A native Floridian, Johnson was called "into the turmoil going on in the state of Mississippi as a minister fresh out of college," he says. Now 74, he has been a pastor at Fitkin's Memorial Church of the Nazarene in Meridian, Miss., since 1961, and his decades of activism in the state are documented in Called to the Fire: A Witness for God in Mississippi; The Story of Dr. Charles Johnson (Abingdon Press, Jan.) by his friend and fellow Nazarene pastor Chet Bush.

"When I went to Mississippi, I thought I would see black people hanging from street lamps," Bush quotes Johnson saying about his arrival there. Johnson's fear of moving to the Jim Crow South underscored that "he had to really surrender himself to the call of God in his life in order to be willing to go there," Bush said in an interview with The Tennessean.

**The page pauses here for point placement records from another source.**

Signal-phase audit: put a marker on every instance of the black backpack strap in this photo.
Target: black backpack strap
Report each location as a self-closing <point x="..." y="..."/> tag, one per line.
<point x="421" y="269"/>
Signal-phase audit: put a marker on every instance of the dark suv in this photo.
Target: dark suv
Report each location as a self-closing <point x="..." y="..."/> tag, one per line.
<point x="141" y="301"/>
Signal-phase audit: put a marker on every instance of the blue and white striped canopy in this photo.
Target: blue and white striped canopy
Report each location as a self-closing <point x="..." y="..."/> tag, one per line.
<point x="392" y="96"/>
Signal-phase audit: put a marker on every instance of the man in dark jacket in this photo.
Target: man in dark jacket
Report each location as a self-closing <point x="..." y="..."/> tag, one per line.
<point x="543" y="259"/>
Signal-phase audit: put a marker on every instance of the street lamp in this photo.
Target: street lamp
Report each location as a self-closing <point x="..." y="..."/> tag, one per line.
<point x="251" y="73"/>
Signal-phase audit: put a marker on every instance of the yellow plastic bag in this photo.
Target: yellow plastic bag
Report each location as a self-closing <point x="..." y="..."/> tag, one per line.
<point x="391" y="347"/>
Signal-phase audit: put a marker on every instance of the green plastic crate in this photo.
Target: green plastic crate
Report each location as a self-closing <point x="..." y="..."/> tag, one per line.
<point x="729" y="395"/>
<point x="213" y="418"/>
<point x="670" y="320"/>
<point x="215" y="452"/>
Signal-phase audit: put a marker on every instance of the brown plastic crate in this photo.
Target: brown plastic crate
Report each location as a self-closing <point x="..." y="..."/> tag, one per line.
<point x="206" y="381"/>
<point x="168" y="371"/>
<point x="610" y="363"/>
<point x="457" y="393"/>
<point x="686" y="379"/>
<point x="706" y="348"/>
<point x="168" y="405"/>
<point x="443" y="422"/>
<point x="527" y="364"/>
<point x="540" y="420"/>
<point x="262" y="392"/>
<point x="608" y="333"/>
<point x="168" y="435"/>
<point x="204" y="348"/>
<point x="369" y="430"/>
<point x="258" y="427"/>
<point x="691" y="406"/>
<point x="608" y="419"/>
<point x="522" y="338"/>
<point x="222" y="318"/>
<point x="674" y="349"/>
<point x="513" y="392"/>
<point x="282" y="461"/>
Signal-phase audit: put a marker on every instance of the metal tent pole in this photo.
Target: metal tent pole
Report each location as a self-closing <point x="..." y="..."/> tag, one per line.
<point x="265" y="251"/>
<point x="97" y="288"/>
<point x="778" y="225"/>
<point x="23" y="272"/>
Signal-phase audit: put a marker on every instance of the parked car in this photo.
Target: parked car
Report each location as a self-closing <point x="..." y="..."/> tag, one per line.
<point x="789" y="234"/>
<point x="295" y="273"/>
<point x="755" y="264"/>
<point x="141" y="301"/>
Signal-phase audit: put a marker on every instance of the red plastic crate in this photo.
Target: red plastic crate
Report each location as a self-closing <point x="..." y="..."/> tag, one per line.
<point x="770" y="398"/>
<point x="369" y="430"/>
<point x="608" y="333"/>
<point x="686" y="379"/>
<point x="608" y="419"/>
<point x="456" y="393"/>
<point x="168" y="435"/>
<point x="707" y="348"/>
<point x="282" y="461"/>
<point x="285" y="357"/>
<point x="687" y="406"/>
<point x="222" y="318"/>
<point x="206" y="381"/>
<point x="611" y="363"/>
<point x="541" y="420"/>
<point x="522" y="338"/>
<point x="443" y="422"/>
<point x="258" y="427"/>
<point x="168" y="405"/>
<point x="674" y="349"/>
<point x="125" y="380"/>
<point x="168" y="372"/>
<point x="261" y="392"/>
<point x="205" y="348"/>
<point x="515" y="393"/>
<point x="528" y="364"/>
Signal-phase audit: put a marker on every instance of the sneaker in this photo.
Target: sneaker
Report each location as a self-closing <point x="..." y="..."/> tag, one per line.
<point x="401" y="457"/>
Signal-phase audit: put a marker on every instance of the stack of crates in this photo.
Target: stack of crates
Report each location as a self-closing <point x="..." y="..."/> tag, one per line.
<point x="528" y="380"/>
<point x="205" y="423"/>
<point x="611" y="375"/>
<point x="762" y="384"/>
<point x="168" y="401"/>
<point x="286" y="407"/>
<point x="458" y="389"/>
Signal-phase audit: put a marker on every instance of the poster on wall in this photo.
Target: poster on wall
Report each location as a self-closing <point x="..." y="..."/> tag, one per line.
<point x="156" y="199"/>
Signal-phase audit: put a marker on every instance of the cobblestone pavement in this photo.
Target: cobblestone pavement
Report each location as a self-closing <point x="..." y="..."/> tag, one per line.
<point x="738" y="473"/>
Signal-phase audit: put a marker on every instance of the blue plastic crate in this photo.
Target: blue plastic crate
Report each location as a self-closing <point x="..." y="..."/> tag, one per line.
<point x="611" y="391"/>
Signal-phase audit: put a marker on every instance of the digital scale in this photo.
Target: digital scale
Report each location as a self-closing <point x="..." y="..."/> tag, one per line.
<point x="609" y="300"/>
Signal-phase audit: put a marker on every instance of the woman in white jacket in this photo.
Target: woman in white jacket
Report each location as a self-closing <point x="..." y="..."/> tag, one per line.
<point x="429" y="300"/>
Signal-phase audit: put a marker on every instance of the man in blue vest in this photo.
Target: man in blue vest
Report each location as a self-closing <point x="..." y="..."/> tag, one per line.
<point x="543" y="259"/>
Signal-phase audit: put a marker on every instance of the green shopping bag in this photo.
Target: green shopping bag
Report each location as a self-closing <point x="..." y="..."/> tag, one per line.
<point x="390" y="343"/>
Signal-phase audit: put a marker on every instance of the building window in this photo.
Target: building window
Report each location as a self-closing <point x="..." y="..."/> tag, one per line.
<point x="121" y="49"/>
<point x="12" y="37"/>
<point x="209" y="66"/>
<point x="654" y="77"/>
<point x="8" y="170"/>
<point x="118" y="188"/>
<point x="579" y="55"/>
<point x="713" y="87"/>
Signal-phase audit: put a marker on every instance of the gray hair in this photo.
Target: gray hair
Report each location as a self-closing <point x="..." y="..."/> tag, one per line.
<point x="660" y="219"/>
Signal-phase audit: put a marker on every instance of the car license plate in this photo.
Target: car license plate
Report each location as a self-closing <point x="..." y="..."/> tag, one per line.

The young minister's arrival coincided with the Freedom Rides and the dawn of Civil Rights activism in the state. Michael Schwerner, James Chaney, and Andrew Goodman began to organize and register black voters through collaborations with local pastors. Schwerner and Johnson worked closely together for a few months, boycotting a store and picketing against police brutality at City Hall. In response to such activism, the Ku Klux Klan started firebombing churches. The FBI began investigating the series of bombings, dubbed "Mississippi Burning," and by June 21 of that year, local law enforcement officials had conspired with the KKK to beat and murder Schwerner, Chaney, and Goodman. Several of the conspirators were convicted, though four were never found.

Johnson says his faith was central to helping him withstand the trial, which led to the Voting Rights Act of 1965. "I believe that the first thing you must have is Jesus Christ in your life, not just in word, but in every aspect of your life, if you're going to do something in the atmosphere I had to do it in," Johnson says. "You have to be able to rise above your adversaries, and their meanness and their ways, and be an example so that you can help someone else. You must possess what you profess."

Johnson went on to march with Dr. Martin Luther King Jr. and subsequently led a march through Meridian after King was assassinated in 1968. During the 1970s, Johnson transitioned to more evangelistic crusades and pursuits. In 1984, he established the Black Leadership Conference of his denomination, the Church of the Nazarene, and in 2011, he was awarded the Miko Award for Civil Rights and Social Justice at the first annual National Civil Rights Conference. "You cannot let your feelings be your guide in whatever you're trying to do," Johnson says. "Because your adversaries will try you. They will try to get you to come down to where they are."